Les demoiselles des bois de Narbonne

Note : 4 sur 5.

Mes petites amoureuses

Année : 1974

Réalisation : Jean Eustache

Avec : Ingrid Craven, Maurice Pialat, Des gosses

On peut s’étonner de voir à quel point le film marche autant avec une direction d’acteurs aussi calamiteuse. Il y a des tonalités, ou dans certaines circonstances de jeu, il faut bien le reconnaître, qui dans le faux permettent d’apporter une distance avec les personnages et de ne pas alors être submergé par l’impression fausse, là, de réalité. La réalité est un mirage, une quête sans fin et probablement un peu vaine au cinéma, et c’est vrai qu’on peut tout autant arriver à donner du sens, et même des émotions, en représentant à l’écran des pantins.
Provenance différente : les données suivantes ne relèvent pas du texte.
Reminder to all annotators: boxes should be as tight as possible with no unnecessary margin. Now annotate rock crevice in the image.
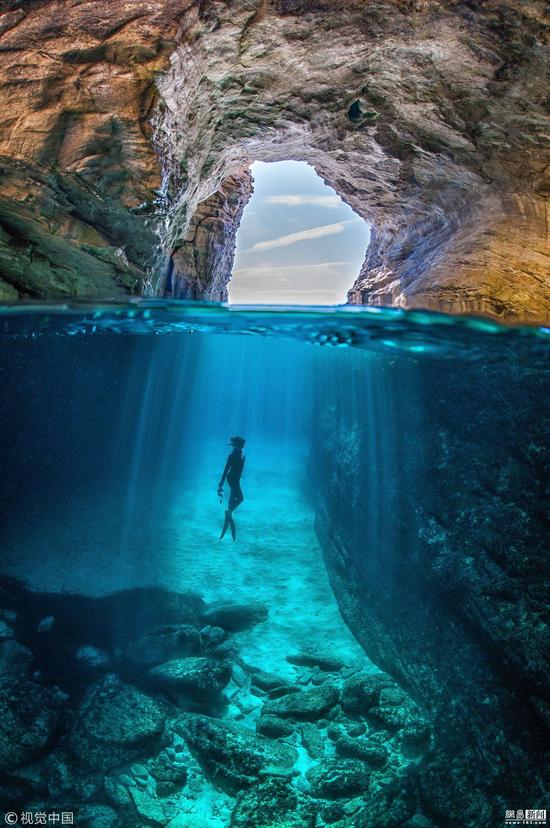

L’art de la représentation s’est toujours accommodé de masques, des symboles figuratifs, de représentations parfois très codées pour identifier des caractères, des personnages, sans jamais se soucier de reconstituer l’apparence de la réalité. C’est bien le cinéma qui a rendu nécessaire cette quête illusoire du “naturel”.

Or parfois, quand cette quête est laissée de côté, on en vient à se demander si ce qui semble s’imposer à chaque auteur et spectateur d’aujourd’hui est bien nécessaire. Parce que le sens de la fable, lui, passe toujours ; et l’artifice (le faux de l’acteur mal digéré) n’altère en rien la logique du récit.

C’est ce que Bresson avait bien théorisé, et c’est un peu ce que Rohmer faisait malgré lui en faisant appel à des acteurs pas forcément toujours médiocres mais mal dirigés et incapables (qui le serait ?) de prononcer “naturellement” des dialogues loin de l’être.

Pour ne pas avoir revu la Maman et la Putain, et Une sale histoire étant précisément un exercice de style sur la reproduction du faux calqué sur le vrai et donc la performance d’un acteur (et de son modèle), je pourrais difficilement me faire une idée précise de la “méthode” de direction qu’aurait pu utiliser Eustache dans ses (rares) films narratifs. J’ai toutefois comme l’idée que son attention était ailleurs. L’interprétation, le rendu ou la performance des acteurs, il ne s’en préoccupait pas et laissait un peu à la Rohmer les interprètes réciter des répliques dépouillées d’indications de contextualisation et de toute psychologie. D’où l’étrange impression parfois qu’en jouant mal ces acteurs deviennent des pantins. Alors, c’est sans doute moins systématique (car moins théorique) que chez Bresson (Ingrid Craven et Maurice Pialat tentent, assez bien, d’injecter du “naturel” dans leur jeu), mais on y retrouve sans doute malgré lui l’effet d’un Rohmer réussi. Et la clé ici, chez Rohmer comme chez Eustache, c’est l’ironie. Rohmer est chiant quand il se prend au sérieux, Eustache, c’est la même chose. On est bien sûr loin du Grand Blond avec une chaussure noire. L’astuce dans l’affaire, c’est d’avoir des répliques drôles (ou des situations, mais c’est plus rare) exprimées par des acteurs sans la moindre expression ou avec au contraire des expressions tellement fausses qu’on ne peut y croire. Et aussi étrange que cela puisse paraître, utiliser des pantins, jouer sur l’artifice, permet de se concentrer sur le sens. Aucune psychologie, ou sommaire, tout passe par les mots.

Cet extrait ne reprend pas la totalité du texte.